Look, let me put it this way. I was tired. I was hungry. I had been sitting down for 6 straight hours at a console, so maybemy ear-to-brain information processing was not at its sharpest. I needed a second shot at what I thought I heard.
“Sorry Officer, what did you just say?”
“That pothole wey you enter just now, why you enter am like that?”
I just lost it.
“Officer, shay with the car I bought, or the one you bought for me, which one?”
And then all hell broke loose. Shouting. Insults. Guns raised and cocked. Threats of being shot and “nothing go happen” made.
It took a few people passing by who recognised me to douse the tension with these my “friends”.
And how can I not tell you about the day I went to a police station to bail that my same recalcitrant maiguard? He had gotten into a fight with an okada rider and broken the man’s okada mirror. I should sack this guy abi? Sigh. Back to my story.
So, as I drive into the police station, the first thing I notice is this gleaming black Cadillac Escalade. A thing of sheer beauty. As I walked in, I see the apparent owner seated calmly on a bench, reading a newspaper. I mean, he had to be the owner of the Escalade. He was very well dressed, I could tell the make of his watch by just looking at it, and his leather slippers had that unmistakeable 2-letter logo. Besides, he was the only person seated there… lol!
So, I state my business to the officer on duty, and he tells me to take a seat as well and wait for the DPO.
A few minutes later, Oga DPO saunters in, his retinue of aides in tow. He pauses in front of us and nods his greetings, to which we respond.
He turned to the duty officer and asked.
“Constable, who owns that car parked outside?”
“It is that man in white native sir”.
“Why is he here?”
“It’s SergeantBulus that arrested him sir”.
As if on cue, the SergeantBulus in question appears from within the station.
“Shon sir! Welcome sir!”
“Ehen. Please, what did this man do that you have brought him here?”
“Ah, Oga”, Bulus starts enthusiastically. “We were on morning patrol this morning, when I stopped the man for search sir. As he wound down his window, I could perceive the strong smell of Indian hemp coming from inside his car sir”.
“Indian hemp”, Oga DPO repeated.
“Yes sir”, replies Bulus.
“ Coming from inside this gentleman’s car?”
“Yes sir”.
“This Sunday morning?”
“Yes sir”, continues Bulus. I had a sense of foreboding at where this was going. Everybody there could sense it except poor Bulus.
“You must be very stupid. In fact you’re a very stupid, idiot officer”.
“Sir?” Bulus spluttered.
“Wallahi, if you “Sir” me again, I will remove your uniform and throw you into the cell. Infact I’m going to throw you into the cell!”

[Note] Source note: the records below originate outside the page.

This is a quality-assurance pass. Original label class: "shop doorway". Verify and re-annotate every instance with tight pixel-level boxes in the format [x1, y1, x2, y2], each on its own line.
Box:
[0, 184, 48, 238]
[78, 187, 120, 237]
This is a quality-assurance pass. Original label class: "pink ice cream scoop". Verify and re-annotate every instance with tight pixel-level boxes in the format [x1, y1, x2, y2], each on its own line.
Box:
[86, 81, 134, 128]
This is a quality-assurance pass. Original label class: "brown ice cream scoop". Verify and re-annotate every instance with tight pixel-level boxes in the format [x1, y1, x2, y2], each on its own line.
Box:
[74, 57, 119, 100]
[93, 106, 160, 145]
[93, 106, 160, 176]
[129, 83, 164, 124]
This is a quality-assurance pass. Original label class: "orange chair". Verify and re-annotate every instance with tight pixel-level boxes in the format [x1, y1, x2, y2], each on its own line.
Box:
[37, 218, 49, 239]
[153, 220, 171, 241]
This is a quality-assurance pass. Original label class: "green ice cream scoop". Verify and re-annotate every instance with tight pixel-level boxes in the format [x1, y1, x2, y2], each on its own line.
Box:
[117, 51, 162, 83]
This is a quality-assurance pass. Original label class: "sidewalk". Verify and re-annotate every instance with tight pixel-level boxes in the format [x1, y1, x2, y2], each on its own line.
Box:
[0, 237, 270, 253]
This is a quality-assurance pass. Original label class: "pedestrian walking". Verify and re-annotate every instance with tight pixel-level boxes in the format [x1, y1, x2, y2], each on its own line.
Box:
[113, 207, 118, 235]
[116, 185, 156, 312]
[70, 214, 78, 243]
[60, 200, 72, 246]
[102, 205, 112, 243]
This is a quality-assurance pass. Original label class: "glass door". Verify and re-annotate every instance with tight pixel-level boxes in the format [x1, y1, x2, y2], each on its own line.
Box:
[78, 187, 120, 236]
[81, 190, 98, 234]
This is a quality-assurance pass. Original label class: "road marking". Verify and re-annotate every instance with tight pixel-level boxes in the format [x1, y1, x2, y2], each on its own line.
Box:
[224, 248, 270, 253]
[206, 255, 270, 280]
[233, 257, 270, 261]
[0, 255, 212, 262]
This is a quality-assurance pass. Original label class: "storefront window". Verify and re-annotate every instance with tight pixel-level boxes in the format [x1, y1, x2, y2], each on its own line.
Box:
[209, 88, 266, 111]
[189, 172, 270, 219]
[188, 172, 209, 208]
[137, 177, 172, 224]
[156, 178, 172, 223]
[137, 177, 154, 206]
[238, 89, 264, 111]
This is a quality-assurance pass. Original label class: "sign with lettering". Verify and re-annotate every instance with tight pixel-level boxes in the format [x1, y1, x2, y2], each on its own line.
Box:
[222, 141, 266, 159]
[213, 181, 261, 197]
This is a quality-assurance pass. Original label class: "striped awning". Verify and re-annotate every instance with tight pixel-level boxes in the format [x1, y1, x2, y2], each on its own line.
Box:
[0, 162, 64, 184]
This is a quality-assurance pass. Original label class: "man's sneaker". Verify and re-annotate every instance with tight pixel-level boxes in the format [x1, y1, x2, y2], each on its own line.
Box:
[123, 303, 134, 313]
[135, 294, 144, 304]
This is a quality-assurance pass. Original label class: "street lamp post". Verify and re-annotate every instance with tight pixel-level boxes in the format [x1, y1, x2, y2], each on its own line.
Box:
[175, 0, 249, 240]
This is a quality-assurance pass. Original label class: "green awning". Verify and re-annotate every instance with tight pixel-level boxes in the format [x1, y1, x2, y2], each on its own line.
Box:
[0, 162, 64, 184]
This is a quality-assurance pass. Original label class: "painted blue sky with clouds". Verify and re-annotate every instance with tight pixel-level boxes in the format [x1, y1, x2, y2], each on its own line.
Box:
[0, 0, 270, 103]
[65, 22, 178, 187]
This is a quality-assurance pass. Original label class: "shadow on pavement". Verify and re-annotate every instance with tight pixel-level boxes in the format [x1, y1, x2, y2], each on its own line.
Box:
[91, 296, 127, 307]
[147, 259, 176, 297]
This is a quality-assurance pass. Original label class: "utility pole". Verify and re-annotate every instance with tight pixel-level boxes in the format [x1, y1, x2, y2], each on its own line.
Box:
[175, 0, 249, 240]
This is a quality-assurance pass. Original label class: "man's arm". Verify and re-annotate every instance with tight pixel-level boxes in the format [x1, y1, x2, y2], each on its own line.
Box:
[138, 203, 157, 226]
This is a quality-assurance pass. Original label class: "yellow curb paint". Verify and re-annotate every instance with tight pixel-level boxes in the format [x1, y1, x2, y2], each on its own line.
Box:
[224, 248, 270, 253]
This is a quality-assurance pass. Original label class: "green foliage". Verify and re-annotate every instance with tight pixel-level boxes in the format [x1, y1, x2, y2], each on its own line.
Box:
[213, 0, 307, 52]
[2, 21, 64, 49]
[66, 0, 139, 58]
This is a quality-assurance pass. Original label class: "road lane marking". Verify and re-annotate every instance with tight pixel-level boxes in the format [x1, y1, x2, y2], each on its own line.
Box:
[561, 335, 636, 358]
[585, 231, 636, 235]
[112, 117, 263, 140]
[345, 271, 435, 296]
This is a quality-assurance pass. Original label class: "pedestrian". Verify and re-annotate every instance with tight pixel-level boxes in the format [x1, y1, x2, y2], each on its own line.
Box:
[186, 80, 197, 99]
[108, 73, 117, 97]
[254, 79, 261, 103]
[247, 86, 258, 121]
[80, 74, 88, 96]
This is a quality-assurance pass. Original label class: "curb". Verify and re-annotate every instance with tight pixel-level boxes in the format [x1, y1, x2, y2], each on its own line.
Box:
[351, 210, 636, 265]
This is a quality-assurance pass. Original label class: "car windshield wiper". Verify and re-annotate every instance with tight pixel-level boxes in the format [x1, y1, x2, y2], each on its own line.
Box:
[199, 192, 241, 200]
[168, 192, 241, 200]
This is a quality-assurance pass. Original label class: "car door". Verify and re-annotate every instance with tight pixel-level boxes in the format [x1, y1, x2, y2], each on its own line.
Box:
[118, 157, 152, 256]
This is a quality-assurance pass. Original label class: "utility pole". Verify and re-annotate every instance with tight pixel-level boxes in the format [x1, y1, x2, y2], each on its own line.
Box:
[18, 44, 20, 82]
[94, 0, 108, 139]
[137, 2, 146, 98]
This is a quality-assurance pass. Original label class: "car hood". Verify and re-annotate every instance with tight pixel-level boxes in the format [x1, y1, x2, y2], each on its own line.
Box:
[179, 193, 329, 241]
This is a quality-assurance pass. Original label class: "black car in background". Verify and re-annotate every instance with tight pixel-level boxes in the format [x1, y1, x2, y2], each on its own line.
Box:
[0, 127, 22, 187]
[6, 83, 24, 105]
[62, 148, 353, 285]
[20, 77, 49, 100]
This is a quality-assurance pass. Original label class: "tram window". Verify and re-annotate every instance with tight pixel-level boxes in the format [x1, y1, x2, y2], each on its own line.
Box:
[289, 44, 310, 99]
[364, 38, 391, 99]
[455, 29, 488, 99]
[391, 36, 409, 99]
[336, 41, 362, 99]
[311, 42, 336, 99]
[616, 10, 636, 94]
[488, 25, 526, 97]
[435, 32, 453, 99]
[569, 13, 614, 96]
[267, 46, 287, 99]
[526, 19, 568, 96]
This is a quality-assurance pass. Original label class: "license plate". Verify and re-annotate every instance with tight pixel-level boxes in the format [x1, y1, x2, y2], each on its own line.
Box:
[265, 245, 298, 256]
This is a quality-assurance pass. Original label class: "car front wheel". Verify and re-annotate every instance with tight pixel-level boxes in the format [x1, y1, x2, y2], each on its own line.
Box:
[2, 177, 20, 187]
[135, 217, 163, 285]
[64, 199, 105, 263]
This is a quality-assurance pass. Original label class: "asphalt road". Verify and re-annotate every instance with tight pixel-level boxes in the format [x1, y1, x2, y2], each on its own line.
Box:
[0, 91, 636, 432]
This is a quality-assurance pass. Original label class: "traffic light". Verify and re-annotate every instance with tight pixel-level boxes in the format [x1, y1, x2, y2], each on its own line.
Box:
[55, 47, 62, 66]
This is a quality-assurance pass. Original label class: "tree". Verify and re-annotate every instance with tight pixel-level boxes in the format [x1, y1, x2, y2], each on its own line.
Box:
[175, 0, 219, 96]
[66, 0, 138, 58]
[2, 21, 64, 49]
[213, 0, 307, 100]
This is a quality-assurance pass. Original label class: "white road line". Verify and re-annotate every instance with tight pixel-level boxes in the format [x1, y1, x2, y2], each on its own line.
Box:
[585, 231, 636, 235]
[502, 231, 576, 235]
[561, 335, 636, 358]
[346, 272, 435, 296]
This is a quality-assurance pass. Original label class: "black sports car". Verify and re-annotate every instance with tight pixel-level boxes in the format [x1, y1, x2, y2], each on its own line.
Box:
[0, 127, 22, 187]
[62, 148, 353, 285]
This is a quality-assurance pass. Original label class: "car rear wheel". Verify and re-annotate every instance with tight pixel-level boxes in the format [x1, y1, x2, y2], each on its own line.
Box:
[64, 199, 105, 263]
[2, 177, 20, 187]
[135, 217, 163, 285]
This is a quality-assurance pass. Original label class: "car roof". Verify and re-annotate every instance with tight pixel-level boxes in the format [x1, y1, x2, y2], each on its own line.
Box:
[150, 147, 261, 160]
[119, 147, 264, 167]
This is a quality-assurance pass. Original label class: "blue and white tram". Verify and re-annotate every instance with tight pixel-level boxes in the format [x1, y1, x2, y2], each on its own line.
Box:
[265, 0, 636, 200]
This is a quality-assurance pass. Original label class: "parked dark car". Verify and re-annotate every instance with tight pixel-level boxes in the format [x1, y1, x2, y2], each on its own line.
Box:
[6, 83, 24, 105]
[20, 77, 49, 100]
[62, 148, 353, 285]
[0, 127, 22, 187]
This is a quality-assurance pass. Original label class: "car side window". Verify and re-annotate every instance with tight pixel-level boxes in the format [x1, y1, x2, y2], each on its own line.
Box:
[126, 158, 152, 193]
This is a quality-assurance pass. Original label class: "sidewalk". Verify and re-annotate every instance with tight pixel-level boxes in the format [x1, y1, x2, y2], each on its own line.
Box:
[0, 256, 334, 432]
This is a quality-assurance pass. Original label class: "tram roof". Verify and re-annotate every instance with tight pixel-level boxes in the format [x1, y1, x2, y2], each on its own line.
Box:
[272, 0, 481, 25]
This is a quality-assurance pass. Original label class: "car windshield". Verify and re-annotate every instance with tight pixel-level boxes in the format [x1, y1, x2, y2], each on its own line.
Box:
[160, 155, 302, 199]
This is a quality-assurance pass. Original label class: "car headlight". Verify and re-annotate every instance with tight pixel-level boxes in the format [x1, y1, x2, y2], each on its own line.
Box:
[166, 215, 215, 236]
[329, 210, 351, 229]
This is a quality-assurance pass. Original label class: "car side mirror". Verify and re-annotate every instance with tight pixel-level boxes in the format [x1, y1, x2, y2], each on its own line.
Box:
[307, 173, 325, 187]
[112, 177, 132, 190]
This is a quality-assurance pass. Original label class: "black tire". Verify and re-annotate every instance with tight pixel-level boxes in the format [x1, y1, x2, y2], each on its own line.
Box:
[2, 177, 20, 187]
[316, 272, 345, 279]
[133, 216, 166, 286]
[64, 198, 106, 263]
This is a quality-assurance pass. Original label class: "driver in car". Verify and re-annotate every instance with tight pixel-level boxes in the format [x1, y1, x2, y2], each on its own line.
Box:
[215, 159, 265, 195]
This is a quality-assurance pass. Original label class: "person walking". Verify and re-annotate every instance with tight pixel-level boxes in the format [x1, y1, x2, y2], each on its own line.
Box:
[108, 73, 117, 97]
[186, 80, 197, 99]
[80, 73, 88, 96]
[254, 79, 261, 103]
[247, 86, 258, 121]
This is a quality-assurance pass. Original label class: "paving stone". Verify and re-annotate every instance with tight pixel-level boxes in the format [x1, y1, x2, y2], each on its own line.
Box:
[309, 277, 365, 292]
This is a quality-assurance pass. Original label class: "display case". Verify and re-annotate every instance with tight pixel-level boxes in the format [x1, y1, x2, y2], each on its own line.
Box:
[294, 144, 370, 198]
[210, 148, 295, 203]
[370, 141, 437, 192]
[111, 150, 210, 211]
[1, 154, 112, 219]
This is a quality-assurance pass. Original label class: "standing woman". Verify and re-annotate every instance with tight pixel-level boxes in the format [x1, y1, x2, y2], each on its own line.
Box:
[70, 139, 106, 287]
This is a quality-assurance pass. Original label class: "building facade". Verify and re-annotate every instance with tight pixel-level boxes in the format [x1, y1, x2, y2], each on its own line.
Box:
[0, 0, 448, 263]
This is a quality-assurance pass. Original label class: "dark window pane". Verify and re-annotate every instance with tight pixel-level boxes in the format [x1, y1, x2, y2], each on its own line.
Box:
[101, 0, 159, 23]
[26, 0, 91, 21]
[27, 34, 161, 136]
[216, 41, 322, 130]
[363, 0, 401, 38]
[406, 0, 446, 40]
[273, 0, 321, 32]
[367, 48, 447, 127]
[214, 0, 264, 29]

“Sir… I mean, no sir! I mean, I won’t “Sir” you again Sir, sorry sir”!
“Idiot! Can you imagine?” This the DPO said, looking at me directly.
I dutifully shook my head, as if I couldn’t comprehend what could have come over Bulus, to have perpetrated such a heinous arrest. There was only one winning side here, and it wasn’t SergeantBulus.’ I had pitched my tent.
“All the agberos that smoke igbo in the garage down the road, have you arrested anyone of them? The area boys that smoke igbo next to where you drink monkey tail in the next building, which one have you ever brought in here”? The DPO is near apoplectic now.
“You now see this fine gentleman going his own jeje, you stop him and you say you smell igbo in his car. You didn’t even see him smoking it! Even if you saw him smoking it, you think it is the same kind of igbo that area boys and agberos smoke? Will area boys igbo give you common sense that will make you buy this kind of car? You’re dead today, Bulus, walahi!”
Of course the man walked, after being profusely apologised to by the DPO. So did my maiguard, by virtue of my strategic alignment.
I’m out. Do remember: Beware of “Friends”.